QUAR-VLA: Vision-Language-Action Model for Quadruped Robots

The important manifestation of robot intelligence is the ability to naturally interact and autonomously make decisions. Traditional approaches to robot control often compartmentalize perception, planning, and decision-making, simplifying system design but limiting the synergy between different information streams. This compartmentalization poses challenges in achieving seamless autonomous reasoning, decision-making, and action execution. To address these limitations, a novel paradigm, named Vision-Language-Action tasks for QUAdruped Robots (QUAR-VLA), has been introduced in this paper. This approach tightly integrates visual information and instructions to generate executable actions, effectively merging perception, planning, and decision-making. The central idea is to elevate the overall intelligence of the robot. Within this framework, a notable challenge lies in aligning fine-grained instructions with visual perception information. This emphasizes the complexity involved in ensuring that the robot accurately interprets and acts upon detailed instructions in harmony with its visual observations. Consequently, we propose QUAdruped Robotic Transformer (QUART), a family of VLA models to integrate visual information and instructions from diverse modalities as input and generates executable actions for real-world robots and present QUAdruped Robot Dataset (QUARD), a large-scale multi-task dataset including navigation, complex terrain locomotion, and whole-body manipulation tasks for training QUART models. Our extensive evaluation (4000 evaluation trials) shows that our approach leads to performant robotic policies and enables QUART to obtain a range of emergent capabilities.

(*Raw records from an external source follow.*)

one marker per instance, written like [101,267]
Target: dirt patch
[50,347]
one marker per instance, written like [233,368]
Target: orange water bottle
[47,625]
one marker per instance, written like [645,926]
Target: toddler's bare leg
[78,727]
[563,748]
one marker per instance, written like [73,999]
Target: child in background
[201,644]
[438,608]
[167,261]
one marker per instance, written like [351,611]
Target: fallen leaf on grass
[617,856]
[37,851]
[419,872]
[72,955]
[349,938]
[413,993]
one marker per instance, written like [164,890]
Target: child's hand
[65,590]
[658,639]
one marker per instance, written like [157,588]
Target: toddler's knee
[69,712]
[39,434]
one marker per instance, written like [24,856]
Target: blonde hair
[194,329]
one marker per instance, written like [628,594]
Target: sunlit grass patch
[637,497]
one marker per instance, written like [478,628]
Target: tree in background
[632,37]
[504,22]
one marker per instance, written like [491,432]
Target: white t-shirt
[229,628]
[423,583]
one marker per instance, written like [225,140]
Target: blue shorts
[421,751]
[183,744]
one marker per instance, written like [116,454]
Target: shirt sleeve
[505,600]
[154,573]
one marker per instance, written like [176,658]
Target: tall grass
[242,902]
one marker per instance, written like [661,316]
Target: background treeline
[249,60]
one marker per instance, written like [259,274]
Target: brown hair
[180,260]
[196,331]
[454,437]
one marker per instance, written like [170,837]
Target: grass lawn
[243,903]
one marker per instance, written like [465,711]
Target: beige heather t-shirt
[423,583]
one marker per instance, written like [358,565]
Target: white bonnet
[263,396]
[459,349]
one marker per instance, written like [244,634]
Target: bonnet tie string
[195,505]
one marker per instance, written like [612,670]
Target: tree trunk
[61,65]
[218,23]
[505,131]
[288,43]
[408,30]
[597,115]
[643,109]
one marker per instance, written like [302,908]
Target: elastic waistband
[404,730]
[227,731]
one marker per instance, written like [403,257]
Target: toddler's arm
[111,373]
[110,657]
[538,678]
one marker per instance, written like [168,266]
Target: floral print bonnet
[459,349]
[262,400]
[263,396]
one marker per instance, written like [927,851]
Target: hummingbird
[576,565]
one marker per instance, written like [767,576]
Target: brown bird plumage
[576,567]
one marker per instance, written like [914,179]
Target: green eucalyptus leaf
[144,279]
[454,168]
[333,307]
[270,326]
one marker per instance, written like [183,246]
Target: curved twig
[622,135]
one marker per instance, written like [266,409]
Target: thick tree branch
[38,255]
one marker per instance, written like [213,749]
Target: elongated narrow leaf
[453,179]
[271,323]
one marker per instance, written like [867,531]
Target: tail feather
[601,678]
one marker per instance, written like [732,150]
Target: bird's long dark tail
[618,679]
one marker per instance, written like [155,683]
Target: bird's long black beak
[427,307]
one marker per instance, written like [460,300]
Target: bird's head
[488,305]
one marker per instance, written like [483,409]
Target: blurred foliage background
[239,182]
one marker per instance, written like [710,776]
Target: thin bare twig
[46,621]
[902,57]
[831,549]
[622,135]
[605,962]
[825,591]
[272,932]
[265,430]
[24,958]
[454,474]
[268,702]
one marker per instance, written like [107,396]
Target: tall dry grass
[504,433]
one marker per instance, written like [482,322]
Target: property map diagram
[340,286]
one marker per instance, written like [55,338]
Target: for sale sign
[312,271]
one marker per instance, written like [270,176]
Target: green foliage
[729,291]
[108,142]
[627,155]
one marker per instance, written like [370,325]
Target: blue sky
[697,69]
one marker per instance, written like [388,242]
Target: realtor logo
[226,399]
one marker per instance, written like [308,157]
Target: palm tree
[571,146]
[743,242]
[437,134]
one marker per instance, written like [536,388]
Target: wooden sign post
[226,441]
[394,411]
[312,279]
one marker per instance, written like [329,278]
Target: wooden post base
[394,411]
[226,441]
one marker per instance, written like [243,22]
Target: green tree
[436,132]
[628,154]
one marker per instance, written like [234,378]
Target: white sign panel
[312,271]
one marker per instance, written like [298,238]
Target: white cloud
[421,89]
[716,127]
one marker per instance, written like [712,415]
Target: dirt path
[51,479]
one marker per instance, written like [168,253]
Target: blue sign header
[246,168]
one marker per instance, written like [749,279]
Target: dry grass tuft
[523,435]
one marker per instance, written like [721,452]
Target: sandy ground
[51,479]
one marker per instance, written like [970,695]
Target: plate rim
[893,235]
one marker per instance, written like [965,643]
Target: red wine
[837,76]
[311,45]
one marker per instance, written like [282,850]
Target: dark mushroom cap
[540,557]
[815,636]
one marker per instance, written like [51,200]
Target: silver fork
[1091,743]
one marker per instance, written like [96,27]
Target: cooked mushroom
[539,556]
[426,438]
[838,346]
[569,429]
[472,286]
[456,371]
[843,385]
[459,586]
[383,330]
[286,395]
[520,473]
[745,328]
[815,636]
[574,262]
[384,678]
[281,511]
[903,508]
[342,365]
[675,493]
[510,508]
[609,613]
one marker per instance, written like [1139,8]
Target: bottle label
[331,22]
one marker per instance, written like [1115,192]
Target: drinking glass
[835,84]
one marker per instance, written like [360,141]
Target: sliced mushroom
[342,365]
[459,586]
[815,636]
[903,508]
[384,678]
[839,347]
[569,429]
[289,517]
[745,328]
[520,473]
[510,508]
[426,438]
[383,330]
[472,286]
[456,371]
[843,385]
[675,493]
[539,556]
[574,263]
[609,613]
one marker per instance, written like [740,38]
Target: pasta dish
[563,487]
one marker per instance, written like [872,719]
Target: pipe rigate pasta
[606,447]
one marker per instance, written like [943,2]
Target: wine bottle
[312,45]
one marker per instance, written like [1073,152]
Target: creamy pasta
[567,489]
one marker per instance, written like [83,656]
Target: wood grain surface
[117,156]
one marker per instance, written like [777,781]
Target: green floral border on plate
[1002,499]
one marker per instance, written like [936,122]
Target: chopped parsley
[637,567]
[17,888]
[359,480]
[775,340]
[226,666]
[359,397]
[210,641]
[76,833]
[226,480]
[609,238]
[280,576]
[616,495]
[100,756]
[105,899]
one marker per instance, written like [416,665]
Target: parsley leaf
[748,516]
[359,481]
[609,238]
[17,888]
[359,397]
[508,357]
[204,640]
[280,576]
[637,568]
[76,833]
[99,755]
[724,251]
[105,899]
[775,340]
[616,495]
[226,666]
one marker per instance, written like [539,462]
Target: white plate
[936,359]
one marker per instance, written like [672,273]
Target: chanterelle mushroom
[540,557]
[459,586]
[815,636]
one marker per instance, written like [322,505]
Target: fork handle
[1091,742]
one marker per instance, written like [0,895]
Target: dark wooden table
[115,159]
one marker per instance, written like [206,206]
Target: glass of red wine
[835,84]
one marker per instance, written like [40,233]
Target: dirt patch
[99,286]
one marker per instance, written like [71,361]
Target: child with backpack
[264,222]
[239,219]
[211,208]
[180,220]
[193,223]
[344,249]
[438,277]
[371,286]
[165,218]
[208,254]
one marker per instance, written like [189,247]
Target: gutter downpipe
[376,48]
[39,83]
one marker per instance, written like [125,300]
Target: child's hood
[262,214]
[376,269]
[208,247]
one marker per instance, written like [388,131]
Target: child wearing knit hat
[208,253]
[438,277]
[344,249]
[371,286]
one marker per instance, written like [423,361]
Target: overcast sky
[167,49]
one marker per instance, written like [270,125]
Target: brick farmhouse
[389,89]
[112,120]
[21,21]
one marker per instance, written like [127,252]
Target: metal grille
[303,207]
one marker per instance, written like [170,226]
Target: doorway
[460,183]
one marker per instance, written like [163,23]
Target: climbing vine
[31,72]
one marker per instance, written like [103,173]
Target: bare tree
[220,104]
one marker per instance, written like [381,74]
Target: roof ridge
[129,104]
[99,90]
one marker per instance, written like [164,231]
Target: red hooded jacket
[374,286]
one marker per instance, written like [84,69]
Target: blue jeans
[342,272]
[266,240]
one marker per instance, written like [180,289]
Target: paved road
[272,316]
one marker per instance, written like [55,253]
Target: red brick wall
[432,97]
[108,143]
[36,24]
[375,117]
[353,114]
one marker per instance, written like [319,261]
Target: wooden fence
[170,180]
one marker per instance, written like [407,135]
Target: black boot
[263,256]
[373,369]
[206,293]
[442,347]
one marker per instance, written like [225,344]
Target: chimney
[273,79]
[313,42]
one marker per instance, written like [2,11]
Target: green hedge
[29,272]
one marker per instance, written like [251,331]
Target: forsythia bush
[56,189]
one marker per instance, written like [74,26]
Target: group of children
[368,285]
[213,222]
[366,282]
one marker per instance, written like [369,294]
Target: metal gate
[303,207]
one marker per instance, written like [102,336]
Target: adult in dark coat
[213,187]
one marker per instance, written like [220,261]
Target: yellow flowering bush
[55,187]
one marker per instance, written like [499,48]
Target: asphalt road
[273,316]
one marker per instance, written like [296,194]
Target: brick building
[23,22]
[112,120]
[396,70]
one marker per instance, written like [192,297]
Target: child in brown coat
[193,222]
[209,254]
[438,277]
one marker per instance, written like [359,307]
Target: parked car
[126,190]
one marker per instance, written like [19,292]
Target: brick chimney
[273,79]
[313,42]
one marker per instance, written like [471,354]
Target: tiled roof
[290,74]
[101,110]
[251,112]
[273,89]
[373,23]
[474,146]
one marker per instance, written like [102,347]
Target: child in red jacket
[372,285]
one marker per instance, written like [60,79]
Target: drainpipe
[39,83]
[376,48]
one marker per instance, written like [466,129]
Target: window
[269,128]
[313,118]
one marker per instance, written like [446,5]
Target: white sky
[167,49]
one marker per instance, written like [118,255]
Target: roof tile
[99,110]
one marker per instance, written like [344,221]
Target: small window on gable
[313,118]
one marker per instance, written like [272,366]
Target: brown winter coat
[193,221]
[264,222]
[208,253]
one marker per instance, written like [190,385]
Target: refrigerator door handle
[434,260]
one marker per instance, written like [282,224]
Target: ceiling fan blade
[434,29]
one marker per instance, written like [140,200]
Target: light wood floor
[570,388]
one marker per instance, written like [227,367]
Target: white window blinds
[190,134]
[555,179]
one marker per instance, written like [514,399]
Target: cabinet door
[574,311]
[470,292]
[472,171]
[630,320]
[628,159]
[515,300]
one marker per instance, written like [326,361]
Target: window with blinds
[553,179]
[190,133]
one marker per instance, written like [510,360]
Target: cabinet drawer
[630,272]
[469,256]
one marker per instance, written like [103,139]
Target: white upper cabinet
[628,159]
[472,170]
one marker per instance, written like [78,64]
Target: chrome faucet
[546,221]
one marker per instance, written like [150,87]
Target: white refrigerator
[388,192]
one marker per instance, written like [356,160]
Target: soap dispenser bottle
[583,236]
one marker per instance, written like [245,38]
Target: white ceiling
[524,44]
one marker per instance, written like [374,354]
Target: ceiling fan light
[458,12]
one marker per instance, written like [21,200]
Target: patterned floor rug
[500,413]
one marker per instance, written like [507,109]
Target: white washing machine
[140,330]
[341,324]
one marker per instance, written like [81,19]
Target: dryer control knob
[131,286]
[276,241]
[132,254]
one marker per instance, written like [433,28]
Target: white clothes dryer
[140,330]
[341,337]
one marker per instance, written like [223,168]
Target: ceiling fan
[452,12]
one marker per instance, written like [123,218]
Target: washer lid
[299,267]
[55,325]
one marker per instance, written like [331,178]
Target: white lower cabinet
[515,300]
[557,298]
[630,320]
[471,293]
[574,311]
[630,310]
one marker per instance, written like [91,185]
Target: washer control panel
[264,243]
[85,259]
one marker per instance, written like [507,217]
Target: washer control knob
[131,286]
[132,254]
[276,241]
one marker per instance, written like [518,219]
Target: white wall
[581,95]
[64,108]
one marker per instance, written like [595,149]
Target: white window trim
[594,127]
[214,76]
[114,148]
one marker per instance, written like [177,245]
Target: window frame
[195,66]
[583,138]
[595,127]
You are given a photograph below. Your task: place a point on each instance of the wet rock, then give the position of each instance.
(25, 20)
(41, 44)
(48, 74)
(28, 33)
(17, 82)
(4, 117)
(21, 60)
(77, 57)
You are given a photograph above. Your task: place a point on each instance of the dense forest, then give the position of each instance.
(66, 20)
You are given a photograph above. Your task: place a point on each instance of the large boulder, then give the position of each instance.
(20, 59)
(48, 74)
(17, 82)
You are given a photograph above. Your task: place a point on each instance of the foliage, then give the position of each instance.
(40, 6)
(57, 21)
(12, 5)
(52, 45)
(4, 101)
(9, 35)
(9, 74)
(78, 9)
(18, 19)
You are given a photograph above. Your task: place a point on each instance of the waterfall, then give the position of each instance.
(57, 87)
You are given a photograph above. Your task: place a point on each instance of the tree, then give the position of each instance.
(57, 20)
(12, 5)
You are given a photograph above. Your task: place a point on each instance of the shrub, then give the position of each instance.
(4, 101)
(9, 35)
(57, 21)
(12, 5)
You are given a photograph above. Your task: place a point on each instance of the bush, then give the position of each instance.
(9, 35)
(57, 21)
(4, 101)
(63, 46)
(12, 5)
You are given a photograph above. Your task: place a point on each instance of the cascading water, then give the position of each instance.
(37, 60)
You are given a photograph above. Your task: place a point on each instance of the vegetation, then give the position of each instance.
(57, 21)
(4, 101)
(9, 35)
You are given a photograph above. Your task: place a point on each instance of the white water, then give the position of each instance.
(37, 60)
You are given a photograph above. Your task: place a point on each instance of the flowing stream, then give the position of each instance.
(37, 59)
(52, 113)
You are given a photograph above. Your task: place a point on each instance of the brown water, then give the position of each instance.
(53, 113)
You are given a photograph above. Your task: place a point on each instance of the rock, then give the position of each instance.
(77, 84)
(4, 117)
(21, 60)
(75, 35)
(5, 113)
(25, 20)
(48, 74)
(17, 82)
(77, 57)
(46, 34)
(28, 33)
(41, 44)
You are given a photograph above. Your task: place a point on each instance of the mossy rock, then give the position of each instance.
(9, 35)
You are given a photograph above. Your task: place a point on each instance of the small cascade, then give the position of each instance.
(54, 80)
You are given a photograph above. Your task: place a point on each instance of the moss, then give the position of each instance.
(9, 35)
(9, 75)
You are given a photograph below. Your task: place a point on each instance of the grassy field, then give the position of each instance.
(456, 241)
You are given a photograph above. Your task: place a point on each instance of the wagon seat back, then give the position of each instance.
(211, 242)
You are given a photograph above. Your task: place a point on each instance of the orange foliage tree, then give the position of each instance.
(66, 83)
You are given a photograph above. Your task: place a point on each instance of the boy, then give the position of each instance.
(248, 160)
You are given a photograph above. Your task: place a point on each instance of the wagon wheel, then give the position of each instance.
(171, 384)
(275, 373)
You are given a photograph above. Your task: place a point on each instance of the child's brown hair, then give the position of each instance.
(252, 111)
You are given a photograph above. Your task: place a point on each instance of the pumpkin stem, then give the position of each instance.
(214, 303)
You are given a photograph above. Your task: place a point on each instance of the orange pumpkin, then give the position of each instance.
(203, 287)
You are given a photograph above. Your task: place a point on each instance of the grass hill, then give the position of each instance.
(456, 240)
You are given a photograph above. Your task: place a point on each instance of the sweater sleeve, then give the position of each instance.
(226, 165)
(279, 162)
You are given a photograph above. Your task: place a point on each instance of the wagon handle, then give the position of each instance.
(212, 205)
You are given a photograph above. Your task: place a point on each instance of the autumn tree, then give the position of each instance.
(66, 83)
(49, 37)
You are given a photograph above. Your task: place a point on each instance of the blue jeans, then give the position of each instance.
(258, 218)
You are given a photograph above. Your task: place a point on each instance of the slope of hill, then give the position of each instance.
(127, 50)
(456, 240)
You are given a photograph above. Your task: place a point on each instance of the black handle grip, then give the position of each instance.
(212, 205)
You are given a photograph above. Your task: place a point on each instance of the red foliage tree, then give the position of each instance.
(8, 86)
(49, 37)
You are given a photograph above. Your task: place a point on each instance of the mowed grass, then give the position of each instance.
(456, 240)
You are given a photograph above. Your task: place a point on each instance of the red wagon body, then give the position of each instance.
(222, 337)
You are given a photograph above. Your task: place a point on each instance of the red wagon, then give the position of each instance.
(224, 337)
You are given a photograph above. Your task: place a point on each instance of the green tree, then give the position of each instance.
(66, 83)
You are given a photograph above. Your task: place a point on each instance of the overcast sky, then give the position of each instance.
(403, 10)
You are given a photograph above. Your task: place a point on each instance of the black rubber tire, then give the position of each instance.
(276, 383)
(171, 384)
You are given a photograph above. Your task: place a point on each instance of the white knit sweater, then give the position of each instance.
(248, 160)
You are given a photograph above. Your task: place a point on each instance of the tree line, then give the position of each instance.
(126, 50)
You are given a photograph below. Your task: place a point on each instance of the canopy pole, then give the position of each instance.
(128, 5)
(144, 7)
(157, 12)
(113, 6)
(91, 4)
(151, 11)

翻译：机器人智能的重要体现是能够自然交互并自主决策。传统的机器人控制方法通常将感知、规划与决策模块分离，这简化了系统设计，但限制了不同信息流之间的协同。这种割裂为实现无缝的自主推理、决策与动作执行带来了挑战。为应对这些局限，本文引入了一种名为四足机器人视觉-语言-动作任务（QUAR-VLA）的新范式。该方法紧密整合视觉信息与指令以生成可执行动作，有效融合了感知、规划与决策。其核心思想在于提升机器人的整体智能水平。在此框架下，一个显著的挑战在于如何将细粒度指令与视觉感知信息对齐，这突显了确保机器人能准确解析并基于其视觉观察协调执行详细指令所涉及的复杂性。为此，我们提出了四足机器人Transformer（QUART）系列模型，它能够整合来自多模态的视觉信息与指令作为输入，并为现实世界机器人生成可执行动作；同时，我们构建了四足机器人数据集（QUARD），这是一个包含导航、复杂地形运动及全身操控任务的大规模多任务数据集，用于训练QUART模型。我们的大规模评估（4000次评估试验）表明，该方法能够产生高性能的机器人策略，并使QUART获得一系列涌现能力。